After months of organizing by local tenants and activists, the City of Kingston Rent Guidelines Board voted on November 9 for an unprecedented 15% rent reduction for all newly rent-stabilized properties. The rent reduction was a major achievement: no locality in New York had passed a rent reduction measure since the “Emergency Tenant Protections Act” (ETPA) was first enacted by the state in 1974. However, following a lawsuit filed by the Mid-Hudson Property Owners Association, a New York State Supreme Court justice ruled to temporarily block the rent reduction. The lawsuit also sought to overturn Kingston’s resolution to opt in to the ETPA, which stabilized rents in approximately 1,300 properties and authorized the creation of the Rent Guidelines Board to oversee annual rent increases (see Memo, 8/22). The judge indicated that a final ruling about Kingston’s rent stabilization resolution could be made in early 2023.
The Rent Guideline Board’s historic decision to reduce rents reflected strong advocacy by dozens of local tenants and activists who, over the course of a few months, held rallies, knocked on hundreds of doors, and testified at two public hearings. The board also voted to establish a nearly three-year long ‘look back period’ to consider adjusting rents in stabilized buildings that have increased by more than 16%. Tenants who were subject to higher rate increases between January 1, 2019, and August 1, 2022, can now file a one-time Fair Market Rent Appeal to New York State’s Department of Homes and Community Renewal. However, no appeals will be processed until the lawsuit is settled.

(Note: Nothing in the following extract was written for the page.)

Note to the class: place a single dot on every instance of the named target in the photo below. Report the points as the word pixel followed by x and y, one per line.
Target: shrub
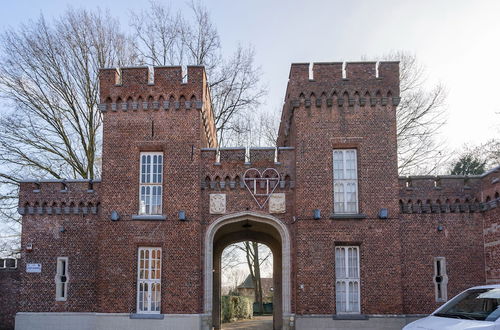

“We are disappointed with this decision [to block the 15% rent reduction] and respectfully believe the judge is misinterpreting the law,” said Aaron Narraph Fernando, communications lead at For the Many. “The Kingston Rent Guidelines Board’s actions were not just legal, but also completely necessary to keep tenants in their homes. Fortunately, other provisions of the Emergency Tenant Protection Act remain in effect.”